As the story goes, businessmen like Levi Strauss built their fortunes not by chasing gold themselves, but by supplying the miners with the tools, services, and infrastructure they needed during the California gold rush.

Today, it’s clear that platforms like YouTube and Netflix have won the online video race. But Akamai quietly built a strong business selling the infrastructure that made those services possible. Their work in content delivery networks, edge computing, and security formed a large part of the backbone of the internet. As a result, Akamai ended up with a well-diversified business that delivered consistent profits.

The current semiconductor boom is laser-focused on building the best chips for AI training and inference. This has pushed Nvidia to the brink of becoming the world’s first four trillion dollar company, while AMD is closing the gap with impressive progress of its own. At the same time, players like OpenAI, Meta, and others are chasing the ultimate prize: artificial superintelligence. The AI gold rush is clearly on, with top AI researchers getting multi-million dollar pay packages.

One of the many picks and shovels in the AI race is electronic design automation (EDA) tools — an industry that will thrive regardless of who wins the chips race. The premise is that companies with the best AI tools will be able to make better chips faster than their competition with fewer people. Today, semiconductor companies can only dream to drive up revenue per employee to the levels of OnlyFans.

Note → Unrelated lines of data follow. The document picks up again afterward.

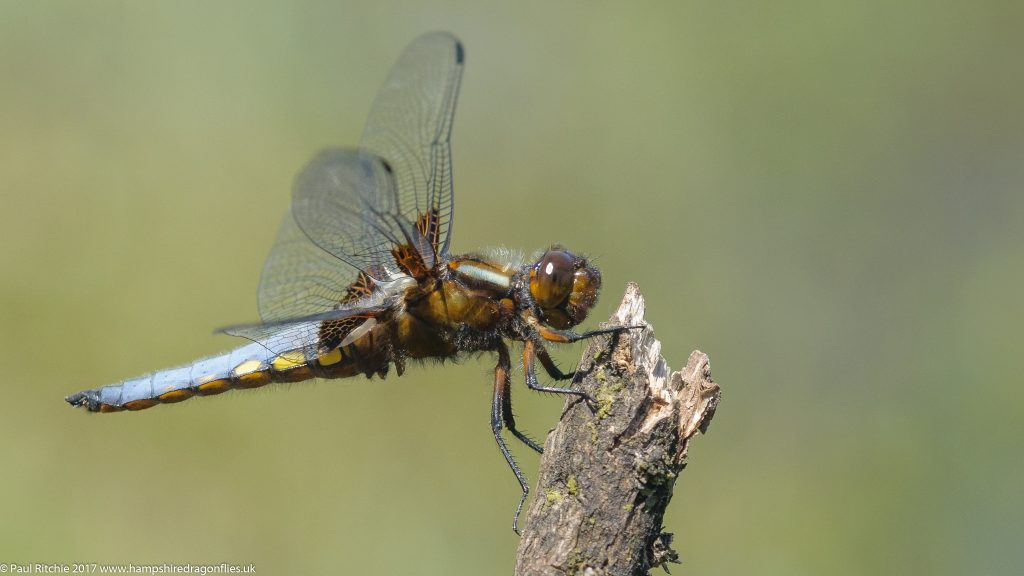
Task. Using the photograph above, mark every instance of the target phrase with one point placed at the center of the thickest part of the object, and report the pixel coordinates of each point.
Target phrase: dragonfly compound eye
(552, 279)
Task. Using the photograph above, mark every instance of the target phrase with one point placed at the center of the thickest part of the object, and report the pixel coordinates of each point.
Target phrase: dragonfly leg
(550, 367)
(500, 414)
(568, 336)
(529, 352)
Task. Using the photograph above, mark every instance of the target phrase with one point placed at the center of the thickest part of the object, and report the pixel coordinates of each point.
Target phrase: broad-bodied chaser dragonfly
(360, 278)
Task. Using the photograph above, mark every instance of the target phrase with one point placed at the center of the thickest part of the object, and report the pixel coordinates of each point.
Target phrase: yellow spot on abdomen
(214, 386)
(254, 379)
(333, 357)
(289, 361)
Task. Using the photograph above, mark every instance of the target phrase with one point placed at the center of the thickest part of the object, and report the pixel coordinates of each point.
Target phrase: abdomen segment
(247, 367)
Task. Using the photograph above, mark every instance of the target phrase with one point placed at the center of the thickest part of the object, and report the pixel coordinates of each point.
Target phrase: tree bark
(609, 467)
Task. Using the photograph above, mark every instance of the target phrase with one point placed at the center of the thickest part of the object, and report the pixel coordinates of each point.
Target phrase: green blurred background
(824, 197)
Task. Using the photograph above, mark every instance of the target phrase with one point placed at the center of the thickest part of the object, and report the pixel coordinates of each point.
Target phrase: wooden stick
(609, 468)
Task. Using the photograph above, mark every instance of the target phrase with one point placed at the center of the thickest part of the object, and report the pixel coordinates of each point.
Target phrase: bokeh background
(825, 197)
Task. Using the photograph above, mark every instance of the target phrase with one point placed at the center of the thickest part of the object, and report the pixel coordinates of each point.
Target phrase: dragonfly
(359, 277)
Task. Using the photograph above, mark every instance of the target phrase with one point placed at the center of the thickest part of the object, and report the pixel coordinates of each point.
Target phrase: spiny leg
(509, 417)
(529, 352)
(498, 413)
(550, 367)
(568, 336)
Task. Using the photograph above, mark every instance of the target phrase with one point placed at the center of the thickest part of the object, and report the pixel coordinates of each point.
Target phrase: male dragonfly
(359, 276)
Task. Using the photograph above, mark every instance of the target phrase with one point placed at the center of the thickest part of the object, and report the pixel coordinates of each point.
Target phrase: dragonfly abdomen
(247, 367)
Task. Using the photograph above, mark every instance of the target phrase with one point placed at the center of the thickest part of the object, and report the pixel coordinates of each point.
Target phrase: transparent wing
(361, 221)
(343, 204)
(410, 126)
(312, 334)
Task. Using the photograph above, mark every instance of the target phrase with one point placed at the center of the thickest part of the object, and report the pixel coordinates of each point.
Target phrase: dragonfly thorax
(564, 287)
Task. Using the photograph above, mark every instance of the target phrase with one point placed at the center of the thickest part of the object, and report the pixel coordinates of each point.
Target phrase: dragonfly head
(564, 287)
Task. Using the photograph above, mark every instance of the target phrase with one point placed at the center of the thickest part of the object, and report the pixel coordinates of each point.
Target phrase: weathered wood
(609, 468)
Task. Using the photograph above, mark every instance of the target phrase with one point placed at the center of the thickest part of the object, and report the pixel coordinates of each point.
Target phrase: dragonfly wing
(410, 126)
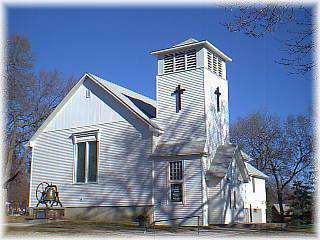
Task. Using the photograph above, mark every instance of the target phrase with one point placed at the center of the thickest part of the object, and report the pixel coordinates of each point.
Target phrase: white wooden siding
(217, 123)
(189, 123)
(82, 111)
(257, 199)
(124, 168)
(164, 209)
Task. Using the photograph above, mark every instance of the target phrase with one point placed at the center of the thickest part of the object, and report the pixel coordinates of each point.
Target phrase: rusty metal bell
(51, 194)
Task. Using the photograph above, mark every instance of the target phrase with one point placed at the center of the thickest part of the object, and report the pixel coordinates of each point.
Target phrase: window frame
(85, 137)
(253, 184)
(181, 181)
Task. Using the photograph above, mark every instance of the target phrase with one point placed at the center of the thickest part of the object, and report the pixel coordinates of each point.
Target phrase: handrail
(163, 220)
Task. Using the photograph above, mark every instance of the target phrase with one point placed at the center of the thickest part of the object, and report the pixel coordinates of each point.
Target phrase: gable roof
(129, 97)
(255, 172)
(121, 94)
(223, 157)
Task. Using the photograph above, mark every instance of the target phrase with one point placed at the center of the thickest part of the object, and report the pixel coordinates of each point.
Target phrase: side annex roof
(123, 95)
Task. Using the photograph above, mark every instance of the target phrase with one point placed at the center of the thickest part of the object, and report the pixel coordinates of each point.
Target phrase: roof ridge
(127, 92)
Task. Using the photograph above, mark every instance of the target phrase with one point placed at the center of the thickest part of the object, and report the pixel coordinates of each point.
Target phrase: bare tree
(282, 149)
(30, 99)
(295, 21)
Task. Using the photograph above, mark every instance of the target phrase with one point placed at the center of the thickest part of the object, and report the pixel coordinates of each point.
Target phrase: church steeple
(192, 54)
(192, 92)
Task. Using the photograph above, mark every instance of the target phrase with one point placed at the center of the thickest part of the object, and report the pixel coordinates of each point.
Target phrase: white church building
(115, 154)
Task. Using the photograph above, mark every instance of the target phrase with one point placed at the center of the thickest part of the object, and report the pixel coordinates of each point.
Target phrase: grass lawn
(94, 227)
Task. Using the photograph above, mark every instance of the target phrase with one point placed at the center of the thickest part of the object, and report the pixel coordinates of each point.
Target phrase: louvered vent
(210, 61)
(180, 61)
(215, 64)
(168, 63)
(191, 59)
(220, 67)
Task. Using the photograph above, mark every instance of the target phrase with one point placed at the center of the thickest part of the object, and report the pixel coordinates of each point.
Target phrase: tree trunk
(280, 201)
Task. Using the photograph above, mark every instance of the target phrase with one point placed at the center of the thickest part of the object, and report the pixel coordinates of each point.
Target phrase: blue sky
(115, 44)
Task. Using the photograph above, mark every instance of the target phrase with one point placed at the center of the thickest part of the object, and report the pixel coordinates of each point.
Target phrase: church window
(253, 184)
(210, 61)
(176, 181)
(87, 93)
(180, 61)
(168, 63)
(178, 92)
(86, 162)
(86, 157)
(218, 94)
(191, 59)
(220, 67)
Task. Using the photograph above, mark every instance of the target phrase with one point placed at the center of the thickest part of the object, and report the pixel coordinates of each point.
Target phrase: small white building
(115, 154)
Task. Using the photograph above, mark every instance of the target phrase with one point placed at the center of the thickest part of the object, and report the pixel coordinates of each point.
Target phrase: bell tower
(192, 93)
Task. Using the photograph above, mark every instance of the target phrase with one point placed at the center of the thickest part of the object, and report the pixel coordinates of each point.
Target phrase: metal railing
(165, 220)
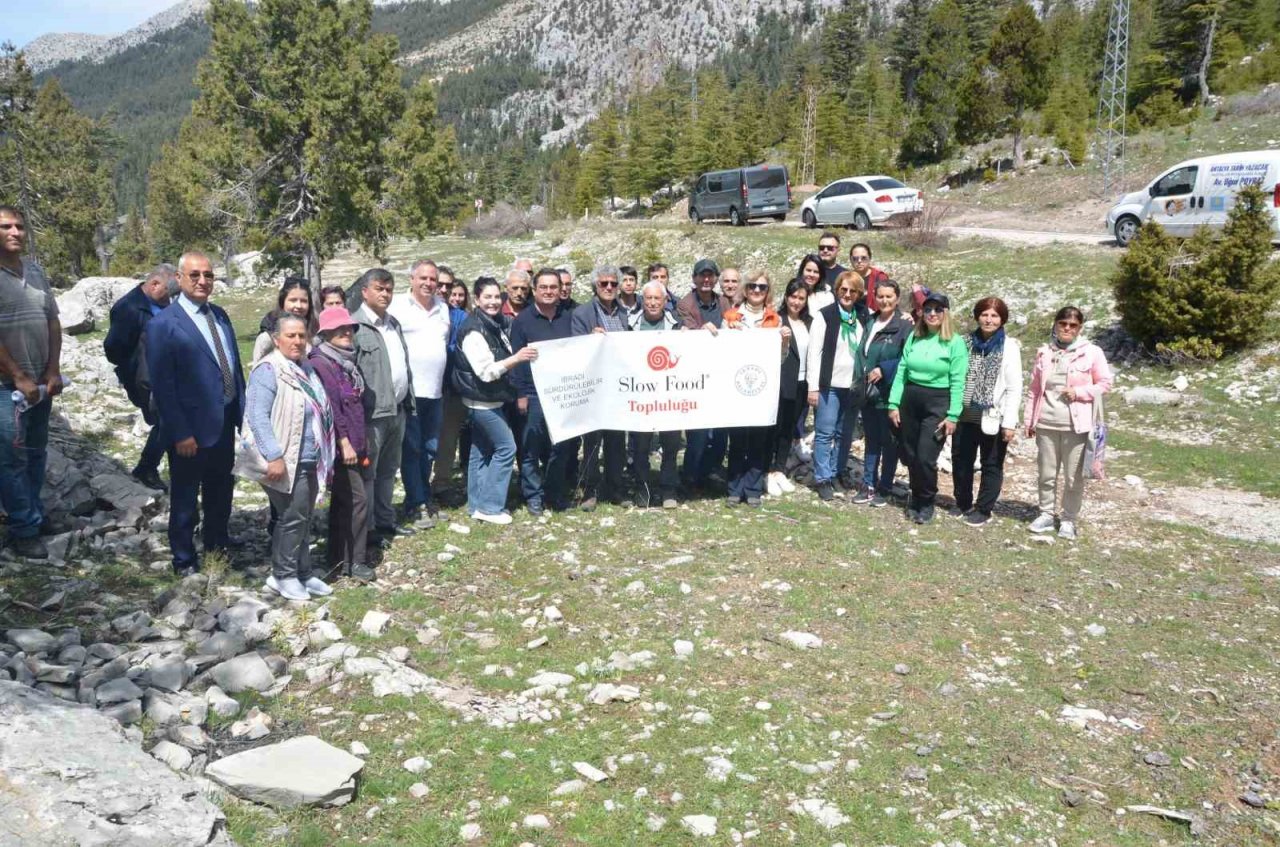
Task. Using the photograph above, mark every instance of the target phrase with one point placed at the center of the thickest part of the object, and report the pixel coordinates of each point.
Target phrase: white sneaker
(288, 589)
(775, 488)
(1042, 523)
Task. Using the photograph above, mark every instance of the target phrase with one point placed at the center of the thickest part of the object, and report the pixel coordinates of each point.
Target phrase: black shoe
(28, 548)
(150, 479)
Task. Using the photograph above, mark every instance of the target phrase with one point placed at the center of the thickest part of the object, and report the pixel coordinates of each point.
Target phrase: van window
(771, 178)
(1176, 182)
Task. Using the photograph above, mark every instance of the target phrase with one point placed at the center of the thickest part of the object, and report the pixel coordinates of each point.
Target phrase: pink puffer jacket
(1087, 372)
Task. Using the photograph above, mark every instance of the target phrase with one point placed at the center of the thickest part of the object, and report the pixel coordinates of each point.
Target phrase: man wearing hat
(702, 307)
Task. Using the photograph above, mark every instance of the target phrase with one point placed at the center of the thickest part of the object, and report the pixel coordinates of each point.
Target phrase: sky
(24, 21)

In this post, we will discuss the AI-ification of EDA tools and how those building chip infrastructure will see long-lasting opportunity.

• A Rapid Walk through EDA History: If you’re new to EDA, this section provides historical context to how we got here today. The evolution of the tools used in chip design are discussed briefly.

• AlphaChip and LLMs in Chip Design: Ever since Google demonstrated success in using reinforcement learning for CPU design, there has been rising interest in the use of LLMs for chips with traditionally software-centric incubators like Y-Combinator jumping into hardware.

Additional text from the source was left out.